◇◆ ミニレクチャー
「広告に対する各種規制の法的性格 〜表現の自由との関係〜」 ◆◇
ギリアド・サイエンシズ株式会社
法務部ディレクター 加賀美 有一 氏
憲法21条1項(表現の自由)は、立憲民主制の政治過程にとって不可欠の権利として、憲法の人権規定の中でも特に手厚く保護すべきものとされています。これは、表現の自由を封殺してしまうと、政治的意見の表明を含む政治活動ができないため立憲民主制の存続が危ぶまれることになるからです。

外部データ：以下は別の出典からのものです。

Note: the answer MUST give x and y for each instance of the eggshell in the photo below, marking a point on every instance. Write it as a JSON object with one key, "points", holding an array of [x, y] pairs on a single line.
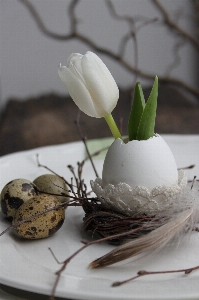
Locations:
{"points": [[14, 194], [149, 163]]}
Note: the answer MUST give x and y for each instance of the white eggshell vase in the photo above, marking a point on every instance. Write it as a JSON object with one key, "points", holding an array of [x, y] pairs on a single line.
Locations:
{"points": [[140, 177]]}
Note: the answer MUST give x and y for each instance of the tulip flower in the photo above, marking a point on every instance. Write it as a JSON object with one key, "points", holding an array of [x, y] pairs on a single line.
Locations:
{"points": [[91, 86]]}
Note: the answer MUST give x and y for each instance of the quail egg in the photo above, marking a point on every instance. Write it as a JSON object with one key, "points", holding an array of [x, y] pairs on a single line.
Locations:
{"points": [[14, 194], [41, 226], [51, 183]]}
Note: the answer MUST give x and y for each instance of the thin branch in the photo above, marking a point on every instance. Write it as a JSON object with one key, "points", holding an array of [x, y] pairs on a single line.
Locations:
{"points": [[144, 273], [174, 26], [116, 56]]}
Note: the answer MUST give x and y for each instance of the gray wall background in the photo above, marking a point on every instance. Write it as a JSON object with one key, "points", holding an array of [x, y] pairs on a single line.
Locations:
{"points": [[29, 60]]}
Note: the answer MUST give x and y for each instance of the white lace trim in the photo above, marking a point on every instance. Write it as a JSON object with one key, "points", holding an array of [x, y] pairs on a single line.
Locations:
{"points": [[139, 200]]}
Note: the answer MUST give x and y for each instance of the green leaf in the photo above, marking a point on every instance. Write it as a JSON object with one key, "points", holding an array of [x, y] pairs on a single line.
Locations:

もとより、人権は他者の人権と抵触することもあるため、まったく無制限に保障できるものではなく、典型的には各種の法律による規制というかたちで行使できる範囲が調整されます。
そして、表現の自由に対する規制は、
1. その内容自体を規制する法令
2. 表現方法を規制する法令
3. 虚偽の表現または他者を害する表現を規制する法令
に大別できます。
国家により特定の内容の表現が規制される場合、その表現内容を構成する情報は発信の場を完全に封じられてしまうのに対して、特定の表現方法が規制されている場合は、規制されていない表現方法による情報発信の余地が残ります。このため、表現内容自体を規制する場合は、表現方法を規制する場合に比べて、規制をすることにつきより高度な正当化理由が要求されます。
医薬品を含む各種の製品の広告も、一般に憲法21条1項の保護を受けるとされています。したがって、薬機法66条(虚偽誇大広告の禁止)、67条(医薬品の一般人に対する広告の制限)、68条(承認前の医薬品等の広告の禁止)および業界の自主規制による誹謗中傷の禁止は、表現の自由の制限と捉えることができます。そして、68条は上記1の内容規制、67条は2の方法規制、66条および業界の自主規制による誹謗中傷の禁止は3に該当します。
本講演では、表現の自由の規制が内容規制であるか方法規制であるかによる違いを考慮しつつ、特に68条および67条の下で許容される広告活動の範囲を明らかにすることを試みました。